Plaintiffs knew the instrumentality that caused the injury at the time it occurred. They knew the injury was caused when Eligius became entangled in the beaters of the forage wagon. The information they possessed on the date of the accident was plainly sufficient to put them on inquiry notice concerning possible defects in the wagon. They did not investigate at that time. When they later investigated, they found the alleged defects they now rely on. They are not aided by the fact they postponed their investigation until their discussion with a lawyer in January 1981. The lawyer's suggestion that they might have an actionable claim did not diminish their prior duty to investigate the facts when they were on inquiry notice. See Sedlak v. Ford Motor Company, 64 Mich.App. 61, 63, 235 N.W.2d 63, 64 (1975).

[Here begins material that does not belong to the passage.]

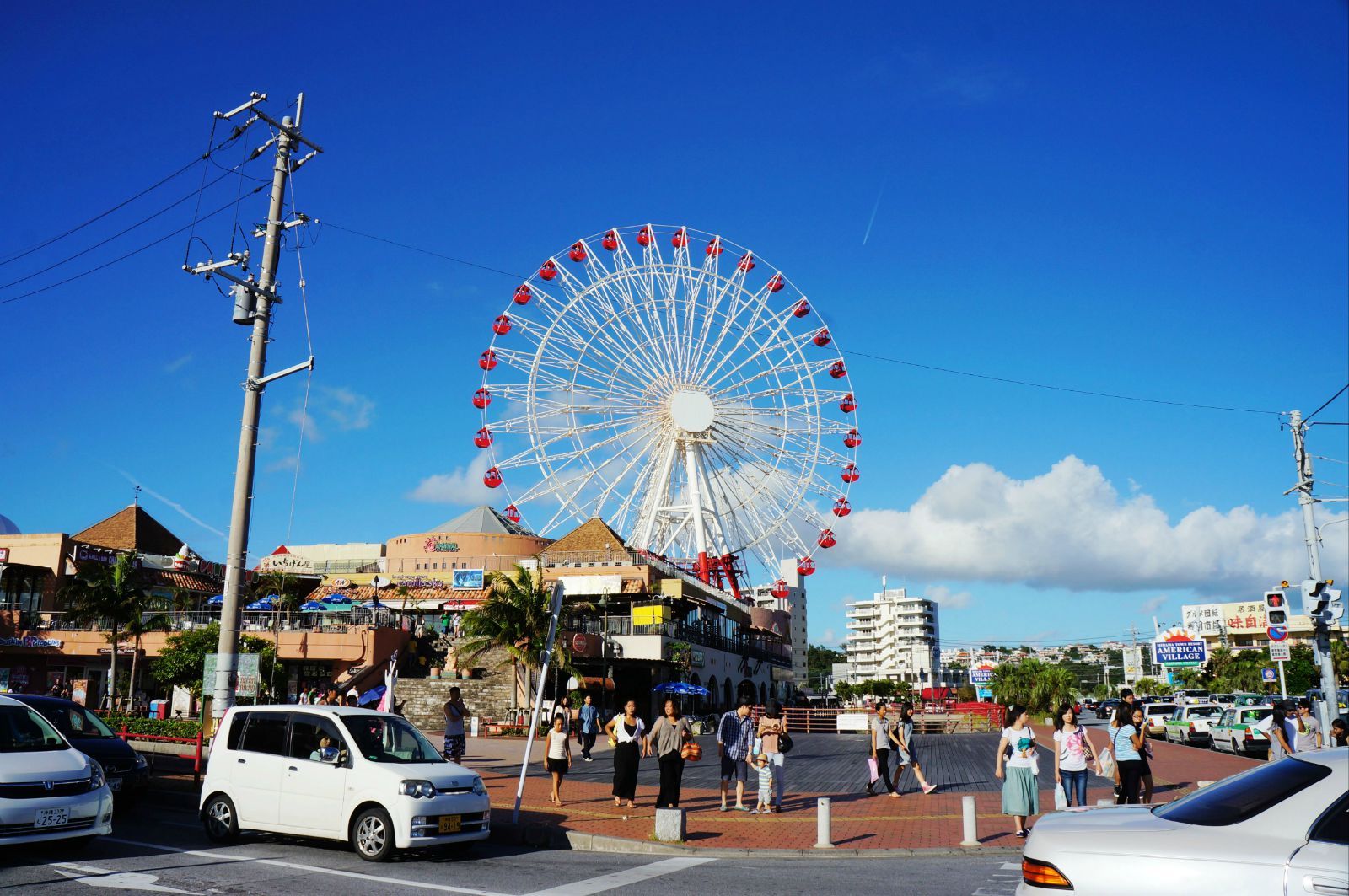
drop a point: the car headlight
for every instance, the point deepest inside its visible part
(96, 779)
(417, 788)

Cases relied on by plaintiffs for a different result are easily distinguished. For example, in Baines v. Blenderman, 223 N.W.2d 199 (Iowa 1974), an issue of fact existed concerning the plaintiff's diligence in investigating his loss of vision after back surgery in view of evidence he had been assured by his physician that the condition was a normal and temporary side effect of the surgery. A trier of fact could find he had no reasonable means of knowing the doctor's advice was wrong. Id. at 202.

Two additional cases relied on by plaintiffs are analogous to Baines. In Dawson v. Eli Lilly and Co., 543 F. Supp. 1330 (D.D.C.1982), and Anthony v. Abbott Laboratories, 490 A.2d 43 (R.I.1985), the courts found questions of fact on the issue of the plaintiffs' due diligence in discovering the wrongdoing of drug manufacturers. They reasoned that a layperson ordinarily may assume until informed otherwise that adverse consequences from drugs administered as medical treatment are unavoidable or accepted risks.

In King v. Seitzingers, Inc., 160 Ga.App. 318, 287 S.E.2d 252 (1981), the court held that due diligence by the plaintiff might be found despite his failure to discover a connection between his lead poisoning and the inhalation of fumes in a battery plant. Similar uncertainty concerning causation has been recognized in asbestosis cases. See Sahlie v. Johns-Manville Sales Corp., 99 Wash. 2d 550, 663 P.2d 473 (1983). Uncertainty concerning the identity of the manufacturer of a scaffold was involved in *664 Martin v. Patent Scaffolding, 37 Wash. App. 37, 678 P.2d 362 (1984).

In the present case plaintiffs knew on the date of the accident all of the facts they needed to know to be charged with a duty to investigate to determine the existence of a cause of action against defendant. Therefore the action accrued on that date, and the two-year statute of limitations expired before they brought this action.

The trial court was correct in sustaining defendant's motion for summary judgment. We deny defendant's motion to amend their appellate brief to raise for the first time an abuse of process claim against plaintiffs.